You can refer to this tutorial for a quick overview of how to evaluate your model on SWE-bench.

Submission Guidelines

Please note that we consider an eligible submission to the SWE-bench [Lite] leaderboard to satisfy these criteria:

  1. The use of the hints_text field is not allowed. See our explanation here.
  2. The result should be pass@1. There should be one execution log per task instance for all 2294 task instances.
  3. The result should not be in the "Oracle" retrieval setting. The agent cannot be told the correct files to edit, where "correct" refers to the files modified by the reference solution patch.

Verify Your Results

The Verified check ✓ indicates that we (the SWE-bench team) received access to the model and were able to reproduce the patch generations.

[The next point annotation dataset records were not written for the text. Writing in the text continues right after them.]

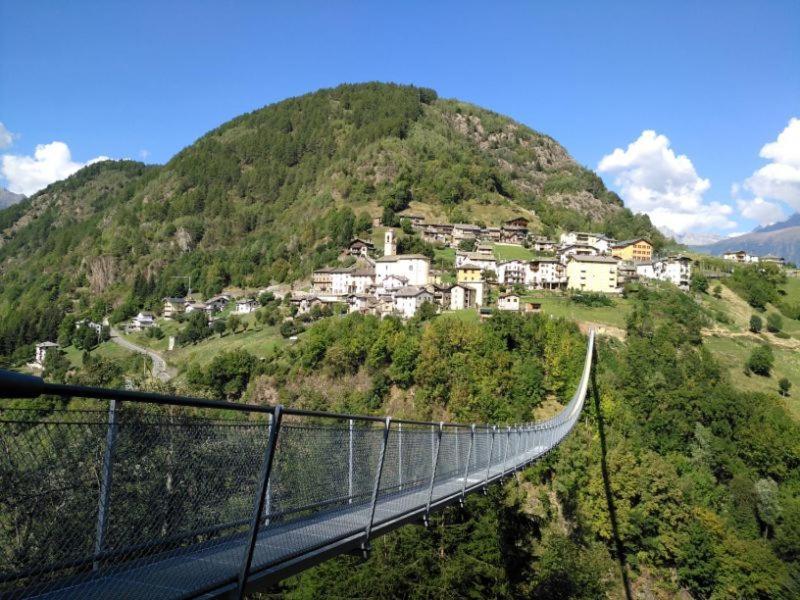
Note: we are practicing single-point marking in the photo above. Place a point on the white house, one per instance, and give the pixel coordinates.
(577, 250)
(546, 274)
(217, 303)
(245, 306)
(740, 256)
(484, 261)
(362, 280)
(196, 307)
(408, 299)
(598, 241)
(340, 281)
(461, 296)
(512, 272)
(144, 320)
(414, 267)
(508, 302)
(42, 349)
(391, 284)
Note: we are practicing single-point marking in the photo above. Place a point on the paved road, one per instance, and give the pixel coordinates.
(160, 369)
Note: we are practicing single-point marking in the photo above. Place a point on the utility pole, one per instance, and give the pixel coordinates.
(189, 278)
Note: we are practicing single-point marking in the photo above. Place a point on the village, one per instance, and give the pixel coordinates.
(383, 282)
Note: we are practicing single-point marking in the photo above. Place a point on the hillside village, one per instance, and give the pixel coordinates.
(401, 283)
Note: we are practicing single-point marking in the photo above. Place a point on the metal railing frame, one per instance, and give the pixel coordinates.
(16, 385)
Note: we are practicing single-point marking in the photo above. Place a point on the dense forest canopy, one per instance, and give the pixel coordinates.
(271, 195)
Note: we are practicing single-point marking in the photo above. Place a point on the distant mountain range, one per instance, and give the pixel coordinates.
(8, 198)
(780, 239)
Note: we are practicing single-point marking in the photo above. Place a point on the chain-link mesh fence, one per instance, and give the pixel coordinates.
(141, 501)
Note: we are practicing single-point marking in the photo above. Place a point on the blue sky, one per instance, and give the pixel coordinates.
(713, 81)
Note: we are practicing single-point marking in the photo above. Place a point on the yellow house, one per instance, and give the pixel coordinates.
(469, 273)
(635, 250)
(592, 274)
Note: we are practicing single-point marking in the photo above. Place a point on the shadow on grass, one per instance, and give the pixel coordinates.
(612, 511)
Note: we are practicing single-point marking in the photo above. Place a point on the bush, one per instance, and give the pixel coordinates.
(774, 322)
(592, 299)
(699, 282)
(761, 360)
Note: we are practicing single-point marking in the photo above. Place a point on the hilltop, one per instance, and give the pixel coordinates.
(780, 239)
(8, 198)
(268, 196)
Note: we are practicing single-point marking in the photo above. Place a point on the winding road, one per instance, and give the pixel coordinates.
(160, 369)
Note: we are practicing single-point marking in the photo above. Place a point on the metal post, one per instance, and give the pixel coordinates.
(350, 465)
(376, 489)
(505, 452)
(258, 503)
(469, 456)
(433, 473)
(491, 449)
(105, 482)
(268, 503)
(400, 455)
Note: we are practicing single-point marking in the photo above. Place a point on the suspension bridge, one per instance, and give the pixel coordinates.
(157, 496)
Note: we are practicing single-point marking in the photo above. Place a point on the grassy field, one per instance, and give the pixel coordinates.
(732, 352)
(259, 341)
(512, 252)
(561, 306)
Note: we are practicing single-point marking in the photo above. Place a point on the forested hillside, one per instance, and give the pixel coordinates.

If you are interested in receiving the "verified" checkmark ✓ on your submission, please do the following:

  1. Create an issue
  2. In the issue, provide us instructions on how to run your model on SWE-bench.
  3. We will run your model on a random subset of SWE-bench and verify the results.

Reasoning Traces

(07/29/2024) We have updated the SWE-bench leaderboard submission criteria to require the inclusion of reasoning traces. The goal of this requirement is to provide the community with more insight into how cutting edge methods work without requiring a code release (although the latter is still highly encouraged!).

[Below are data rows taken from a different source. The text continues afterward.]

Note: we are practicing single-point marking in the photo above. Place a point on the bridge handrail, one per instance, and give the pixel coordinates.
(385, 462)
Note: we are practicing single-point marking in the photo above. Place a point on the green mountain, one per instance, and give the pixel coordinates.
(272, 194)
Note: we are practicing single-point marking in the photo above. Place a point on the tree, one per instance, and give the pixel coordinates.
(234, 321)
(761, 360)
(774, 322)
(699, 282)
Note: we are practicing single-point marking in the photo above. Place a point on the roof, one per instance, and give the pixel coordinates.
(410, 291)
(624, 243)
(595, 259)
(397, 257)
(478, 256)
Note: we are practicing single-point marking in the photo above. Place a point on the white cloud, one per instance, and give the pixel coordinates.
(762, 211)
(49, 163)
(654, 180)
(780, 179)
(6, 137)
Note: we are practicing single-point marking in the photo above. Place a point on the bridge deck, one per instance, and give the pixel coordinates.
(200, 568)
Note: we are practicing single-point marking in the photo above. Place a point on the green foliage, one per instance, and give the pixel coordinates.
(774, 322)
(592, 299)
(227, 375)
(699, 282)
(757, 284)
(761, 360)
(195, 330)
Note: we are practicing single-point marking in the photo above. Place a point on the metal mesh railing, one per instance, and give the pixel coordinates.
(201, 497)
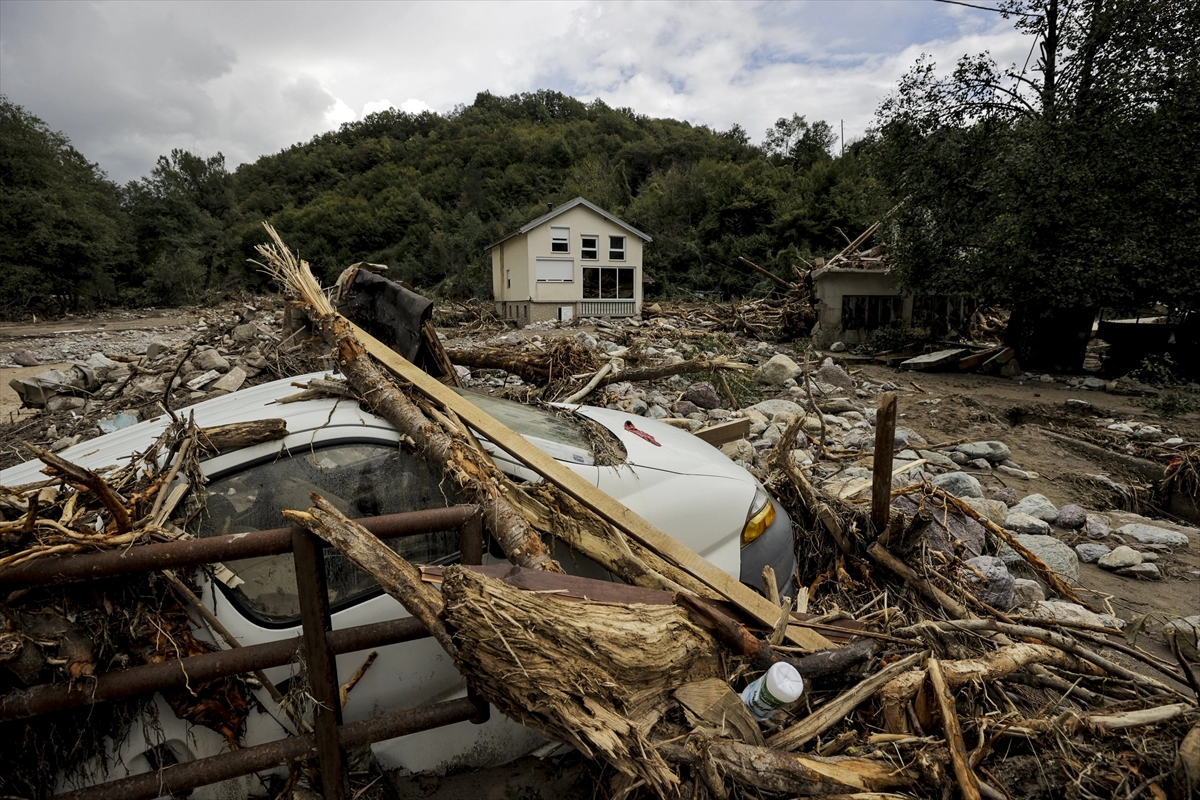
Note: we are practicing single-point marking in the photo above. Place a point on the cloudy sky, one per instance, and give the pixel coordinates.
(129, 82)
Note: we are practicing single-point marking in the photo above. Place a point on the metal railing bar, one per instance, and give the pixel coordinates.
(181, 777)
(195, 552)
(197, 669)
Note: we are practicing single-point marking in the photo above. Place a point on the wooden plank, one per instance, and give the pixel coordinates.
(881, 474)
(731, 431)
(934, 360)
(976, 359)
(579, 488)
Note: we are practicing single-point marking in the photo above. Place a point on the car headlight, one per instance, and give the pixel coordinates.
(762, 513)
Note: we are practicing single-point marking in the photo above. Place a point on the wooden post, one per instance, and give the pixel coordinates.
(881, 477)
(310, 561)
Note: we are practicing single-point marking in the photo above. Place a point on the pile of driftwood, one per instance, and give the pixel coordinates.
(69, 633)
(917, 686)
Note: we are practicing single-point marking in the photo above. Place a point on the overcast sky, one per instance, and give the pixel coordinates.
(129, 82)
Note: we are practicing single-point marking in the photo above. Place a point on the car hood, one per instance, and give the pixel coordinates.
(677, 451)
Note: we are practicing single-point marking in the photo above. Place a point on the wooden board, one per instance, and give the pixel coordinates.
(579, 488)
(934, 360)
(731, 431)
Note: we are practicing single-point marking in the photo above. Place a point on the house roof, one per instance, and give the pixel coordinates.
(563, 209)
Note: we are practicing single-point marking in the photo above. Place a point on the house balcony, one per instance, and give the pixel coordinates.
(607, 307)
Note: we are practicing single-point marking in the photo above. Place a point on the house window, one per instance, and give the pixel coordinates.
(559, 240)
(556, 270)
(616, 248)
(589, 247)
(609, 282)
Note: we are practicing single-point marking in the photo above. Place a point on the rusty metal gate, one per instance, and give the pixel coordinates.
(318, 645)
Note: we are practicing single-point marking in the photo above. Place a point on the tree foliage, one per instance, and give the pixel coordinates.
(1059, 190)
(63, 235)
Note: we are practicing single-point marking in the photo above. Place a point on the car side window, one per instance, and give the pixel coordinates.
(361, 480)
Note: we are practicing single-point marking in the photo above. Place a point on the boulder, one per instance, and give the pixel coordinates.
(1023, 523)
(703, 395)
(1026, 593)
(1072, 517)
(1053, 553)
(1063, 612)
(1153, 535)
(1141, 571)
(1006, 494)
(1037, 505)
(995, 588)
(777, 371)
(834, 376)
(1091, 552)
(1097, 525)
(960, 485)
(739, 450)
(1119, 558)
(209, 359)
(772, 407)
(994, 451)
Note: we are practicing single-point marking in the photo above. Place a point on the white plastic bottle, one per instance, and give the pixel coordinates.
(775, 689)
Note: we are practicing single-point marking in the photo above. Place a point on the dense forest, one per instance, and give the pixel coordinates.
(1057, 190)
(425, 194)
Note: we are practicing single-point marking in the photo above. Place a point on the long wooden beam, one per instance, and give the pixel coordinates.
(591, 497)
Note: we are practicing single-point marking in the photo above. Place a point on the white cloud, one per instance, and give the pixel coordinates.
(131, 80)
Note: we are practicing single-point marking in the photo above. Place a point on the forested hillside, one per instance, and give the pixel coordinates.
(426, 194)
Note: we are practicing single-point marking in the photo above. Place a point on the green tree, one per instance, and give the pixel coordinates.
(1061, 188)
(63, 234)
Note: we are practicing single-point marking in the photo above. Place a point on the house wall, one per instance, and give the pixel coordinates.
(545, 298)
(832, 284)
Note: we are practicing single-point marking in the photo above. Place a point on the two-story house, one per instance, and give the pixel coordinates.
(575, 260)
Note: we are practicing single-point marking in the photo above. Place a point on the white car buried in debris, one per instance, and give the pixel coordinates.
(353, 458)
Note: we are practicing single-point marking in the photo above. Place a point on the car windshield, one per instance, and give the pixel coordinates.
(534, 422)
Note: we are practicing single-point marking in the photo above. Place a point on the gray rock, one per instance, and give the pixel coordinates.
(960, 485)
(739, 450)
(1090, 552)
(703, 395)
(1143, 571)
(994, 451)
(993, 510)
(937, 458)
(1072, 517)
(1026, 593)
(1024, 523)
(1006, 494)
(996, 585)
(1037, 505)
(64, 403)
(1120, 558)
(773, 407)
(1053, 553)
(25, 359)
(209, 359)
(1097, 525)
(834, 376)
(1187, 635)
(1012, 471)
(777, 371)
(1153, 535)
(245, 332)
(231, 382)
(1063, 612)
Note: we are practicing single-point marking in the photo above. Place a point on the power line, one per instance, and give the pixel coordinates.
(999, 11)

What is a reasoning trace?

A reasoning trace is a text-based file that describes the steps your system took to solve a task instance. It should provide a detailed account of the reasoning process that your system used to arrive at its solution.

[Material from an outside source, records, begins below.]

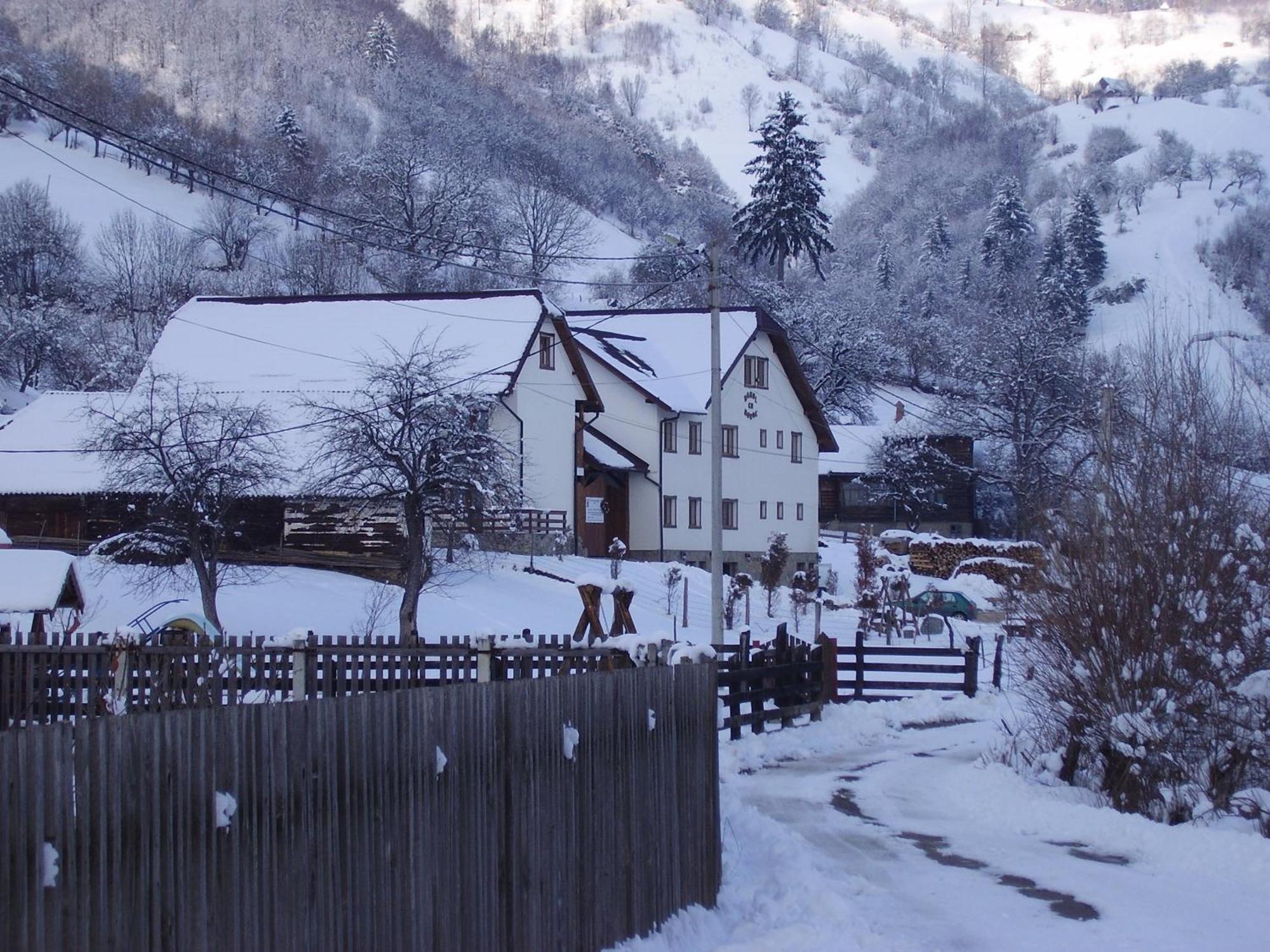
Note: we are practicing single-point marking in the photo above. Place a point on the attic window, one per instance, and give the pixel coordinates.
(756, 373)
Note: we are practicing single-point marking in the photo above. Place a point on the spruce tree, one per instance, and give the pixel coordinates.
(1085, 238)
(885, 268)
(1009, 232)
(937, 243)
(288, 129)
(784, 216)
(380, 46)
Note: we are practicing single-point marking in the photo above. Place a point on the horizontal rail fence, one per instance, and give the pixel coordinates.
(86, 676)
(788, 680)
(890, 673)
(462, 818)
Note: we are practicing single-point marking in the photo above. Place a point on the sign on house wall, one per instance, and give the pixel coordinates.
(596, 511)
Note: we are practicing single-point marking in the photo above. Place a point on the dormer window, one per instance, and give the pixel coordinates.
(756, 373)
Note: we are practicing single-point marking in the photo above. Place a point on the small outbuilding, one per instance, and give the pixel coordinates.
(37, 583)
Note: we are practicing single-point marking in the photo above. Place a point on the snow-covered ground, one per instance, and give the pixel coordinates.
(891, 827)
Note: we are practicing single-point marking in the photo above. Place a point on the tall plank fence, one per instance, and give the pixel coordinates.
(439, 819)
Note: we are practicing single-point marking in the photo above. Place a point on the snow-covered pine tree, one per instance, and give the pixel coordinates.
(784, 216)
(885, 268)
(1009, 232)
(289, 131)
(380, 45)
(937, 242)
(1085, 238)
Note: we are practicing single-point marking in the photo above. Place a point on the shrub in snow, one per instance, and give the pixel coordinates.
(672, 578)
(739, 590)
(617, 554)
(772, 568)
(1155, 624)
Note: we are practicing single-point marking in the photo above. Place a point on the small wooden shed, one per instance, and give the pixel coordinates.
(39, 583)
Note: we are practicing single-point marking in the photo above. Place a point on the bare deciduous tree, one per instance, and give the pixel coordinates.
(195, 458)
(415, 436)
(545, 228)
(232, 227)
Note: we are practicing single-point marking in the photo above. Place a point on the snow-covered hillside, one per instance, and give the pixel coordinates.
(1160, 243)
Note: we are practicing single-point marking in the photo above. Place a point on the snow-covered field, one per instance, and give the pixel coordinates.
(890, 827)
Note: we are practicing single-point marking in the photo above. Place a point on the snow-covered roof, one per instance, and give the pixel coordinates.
(857, 442)
(609, 453)
(39, 581)
(319, 345)
(666, 354)
(54, 422)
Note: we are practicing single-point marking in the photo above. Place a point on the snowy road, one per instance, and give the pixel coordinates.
(866, 833)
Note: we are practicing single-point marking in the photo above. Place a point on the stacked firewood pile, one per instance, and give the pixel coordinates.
(939, 558)
(1010, 573)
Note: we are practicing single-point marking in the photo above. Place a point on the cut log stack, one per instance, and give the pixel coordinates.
(939, 558)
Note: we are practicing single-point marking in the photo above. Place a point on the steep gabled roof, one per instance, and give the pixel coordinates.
(665, 354)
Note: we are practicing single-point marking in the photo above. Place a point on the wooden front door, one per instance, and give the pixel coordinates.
(605, 513)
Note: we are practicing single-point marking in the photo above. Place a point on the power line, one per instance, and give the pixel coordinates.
(276, 194)
(358, 241)
(365, 412)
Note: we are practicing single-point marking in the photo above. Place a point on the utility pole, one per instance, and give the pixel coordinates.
(1108, 397)
(716, 456)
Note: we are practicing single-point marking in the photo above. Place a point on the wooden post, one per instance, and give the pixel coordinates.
(972, 666)
(859, 695)
(485, 653)
(829, 670)
(299, 670)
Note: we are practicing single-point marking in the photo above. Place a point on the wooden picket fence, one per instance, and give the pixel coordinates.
(453, 818)
(87, 676)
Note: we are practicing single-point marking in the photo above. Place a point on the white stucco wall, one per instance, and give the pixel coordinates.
(758, 475)
(544, 399)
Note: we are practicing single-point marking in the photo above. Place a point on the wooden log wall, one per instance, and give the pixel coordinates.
(457, 818)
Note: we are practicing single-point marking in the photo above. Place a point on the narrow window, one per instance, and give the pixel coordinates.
(670, 437)
(730, 442)
(756, 373)
(694, 512)
(730, 513)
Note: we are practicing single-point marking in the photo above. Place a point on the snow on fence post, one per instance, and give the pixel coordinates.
(972, 666)
(485, 653)
(300, 666)
(859, 695)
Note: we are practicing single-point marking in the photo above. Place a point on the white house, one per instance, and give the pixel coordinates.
(646, 463)
(608, 413)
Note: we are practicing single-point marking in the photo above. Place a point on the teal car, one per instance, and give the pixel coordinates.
(951, 605)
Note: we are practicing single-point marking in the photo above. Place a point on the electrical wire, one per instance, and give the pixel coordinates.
(261, 190)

We purposely do not explicitly define reasoning traces in a strict, explicit format.

We do have some guidelines. the reasoning trace should be...

  • Human-readable.
  • Reflects the intermediate steps your system took that led to the final solution.
  • Generated with the inference process, not post-hoc.

We do not require reasoning traces to be...

  • In a specific file format (e.g. json, yaml, md)
  • Conform to a specific problem solving style (e.g. agentic, procedural, etc.)

A simple solution to this? When running inference, simply log the intermediate output generated by your system. For an example, see SWE-agent + GPT-4 Turbo Trajectories. In short, our requirements for what a reasoning trace should specific look like are non-specific. We trust you to provide a detailed account of how your system solved the task instance.

Why are we requiring it?

We believe that reasoning traces can provide valuable insights into how cutting edge methods work without requiring a code release.

As of this post (7/29/2024), we have received many submissions that have pushed the state of the art on SWE-bench, which is exciting to see!

However, we have also found that the top-performing submissions to SWE-bench typically have not open sourced their code nor been verified. We recognize that some leaderboard participants (1) would like to add an entry to SWE-bench but (2) do not want to release their code or proprietary system, which is completely understandable. On the other hand, given that open source systems submitted to SWE-bench have propelled the development of closed-source participants, we would like to continuing promoting development on SWE-bench as a community-level collaborative process.

Therefore, we believe that providing reasoning traces serves as a valuable compromise between these two groups.

What should I submit?

  1. Create a trajs/ folder in your submission directory.
  2. Within this folder, upload a reasoning trace per task instance that your system generated a prediction for.
  3. Make sure the naming convention of the reasoning trace file reflects the SWE-bench task instance it corresponds to. (e.g. astropy__astropy-1234.md)

We will review the reasoning traces you submit. We plan to only accept submissions with reasoning traces for the SWE-bench leaderboard.